Their successful integration into academia depends to a large extent on the selected field of study and institution. At this stage salient issues include a lack of knowledge and understanding as to what academic studies are, an absence of role models, the need to complete core studies, and the limited selection of fields of study at gender-segregated institutional facilities. Personal guidance, academic and career counseling, the management of expectations, and the availability of additional fields of study, particularly for men, would be beneficial in this regard.
Those already enrolled must cope with large knowledge gaps (particularly among men, and in English), a lack of academic study habits, and a need for social-emotional and financial support. The institutions lack knowledge regarding the actual use of the assistance they offer, its quality, and its suitability to students’ needs. There is a need for institutions to be proactive in offering comprehensive assistance, assessing it, establishing personal contact with the students, providing more extensive financial assistance, and identifying effective ways of improving English proficiency.
Another significant challenge is the dropout rate, which could be reduced by identifying problems such as learning disorders at an early stage and offering suitable solutions.
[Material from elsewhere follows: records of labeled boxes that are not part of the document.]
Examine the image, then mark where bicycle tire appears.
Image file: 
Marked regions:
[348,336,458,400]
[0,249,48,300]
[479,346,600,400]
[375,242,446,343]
Those who have already dropped out could be offered study and employment integration tracks.
Academic studies for Haredim are considered a means for their employment integration. Despite this, Haredi students receive little preparation for employment integration, the tools that are available are usually not adapted to the needs and characteristics of the Haredi population, and there is a dearth of practical and emotional preparation. Likewise, after completing their studies, they face a lack of assistance in finding employment.
In sum, the study points to the importance of the pre-enrollment phase for the successful pursuit of academic studies themselves; there is a notable need for increased financial assistance and continuous dialogue between students, institutions, and the Council for Higher Education so as to identify needs and provide suitable solutions; and there is a striking gap between the recognition of academic studies as a means to employment integration, on the one hand, and the inadequate assistance and lack of guidance in navigating this complex process, on the other.